The Two Cultures of Statistical Modeling

Reading Breiman’s 2001 Paper in 2026

Statistics
Machine Learning
Data Science
Philosophy of Science
Published

April 6, 2026

Why I Read This Paper

I kept seeing this paper mentioned everywhere in lectures, in blog posts, in Twitter threads. “Breiman 2001” kept coming up like some kind of secret handshake between people who take statistics seriously. So I finally read it.

It was written in 2001. But honestly? It feels like it was written about today.

This post is my attempt to walk through the paper’s main ideas in plain language. I’m not an expert. I’m just someone who found this paper really thought-provoking and wanted to share what I learned.


1 The Setup: What Even Is a Statistical Model?

Breiman starts with a simple picture. You have some input data x, and you want to predict some output y. Between them sits a black box nature, doing something mysterious to connect the two.

\[ \mathbf{x} \longrightarrow \boxed{\text{???}} \longrightarrow \mathbf{y} \]

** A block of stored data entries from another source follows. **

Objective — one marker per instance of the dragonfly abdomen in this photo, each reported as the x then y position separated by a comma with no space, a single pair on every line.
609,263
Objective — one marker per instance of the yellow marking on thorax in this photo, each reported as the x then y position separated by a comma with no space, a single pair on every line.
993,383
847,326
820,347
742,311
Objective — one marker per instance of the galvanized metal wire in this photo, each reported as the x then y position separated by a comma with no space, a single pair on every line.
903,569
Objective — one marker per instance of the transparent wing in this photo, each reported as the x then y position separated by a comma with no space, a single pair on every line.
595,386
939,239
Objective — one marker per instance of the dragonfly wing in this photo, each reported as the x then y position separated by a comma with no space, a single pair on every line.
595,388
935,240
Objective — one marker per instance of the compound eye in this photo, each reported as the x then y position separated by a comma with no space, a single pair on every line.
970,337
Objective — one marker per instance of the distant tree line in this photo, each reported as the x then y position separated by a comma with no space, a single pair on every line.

The question is: how do you figure out what’s inside that box?

According to Breiman, in 2001, basically all statisticians answered this question the same way. And he thought that was a big problem.

1.1 Two Very Different Answers

The data modeling culture says: assume nature works in a specific way (like linear regression), fit your data to that assumption, and draw conclusions. Clean, elegant, well-understood mathematically.

The algorithmic modeling culture says: we don’t know how nature works, so let’s just find whatever function predicts best. Don’t assume, just learn.

Breiman’s argument is simple: 98% of statisticians were doing the first thing, and he thought that was causing real problems.


2 Breiman’s Background: He Wasn’t Just Theorizing

One thing that makes this paper different from a typical academic critique is that Breiman actually spent 13 years as a freelance consultant before going back to academia. He worked on real, messy, high-stakes prediction problems ozone levels, chemical toxicity, speech, radar.

Two examples he shares:

Predicting LA ozone levels: They had 7 years of data, 450+ weather variables, and needed to predict next-day ozone 12 hours ahead. They used the best statistical tools available in the 1970s — linear regression, variable selection. It failed. The false alarm rate was too high. Breiman says he wishes he could go back and try it with modern tools.

Identifying chlorine in chemicals: Using mass spectra data, they needed to classify whether a compound contained chlorine. Standard methods struggled because the data had variable dimensions. Breiman built a decision tree with 1,500 binary questions. Result: 95% accuracy.

These two stories basically set up the whole paper. He learned from practice that you should use whatever works, not whatever fits a theoretical framework.

The principles he took from consulting
  1. Focus on finding a good solution — that is the goal
  2. Spend time with the data before building models
  3. Use whichever type of model works best for the problem
  4. Test your model on data it hasn’t seen before
  5. Computers are not just tools — they are partners

3 What’s Actually Wrong with Data Models?

This is where Breiman gets sharp. He argues that the statistical community’s love for data models was causing real harm.

3.1 The core problem

When you fit a data model, the conclusions you draw are about your model, not about reality. If your model is wrong, your conclusions are wrong. Sounds obvious, right? But he argues people kept ignoring this.

His example: someone ran a linear regression to check for gender discrimination in faculty salaries. The gender coefficient was significant at the 5% level. Case closed, proof of discrimination, right? Breiman’s point is that nobody checked whether a linear model was even appropriate for this data in the first place.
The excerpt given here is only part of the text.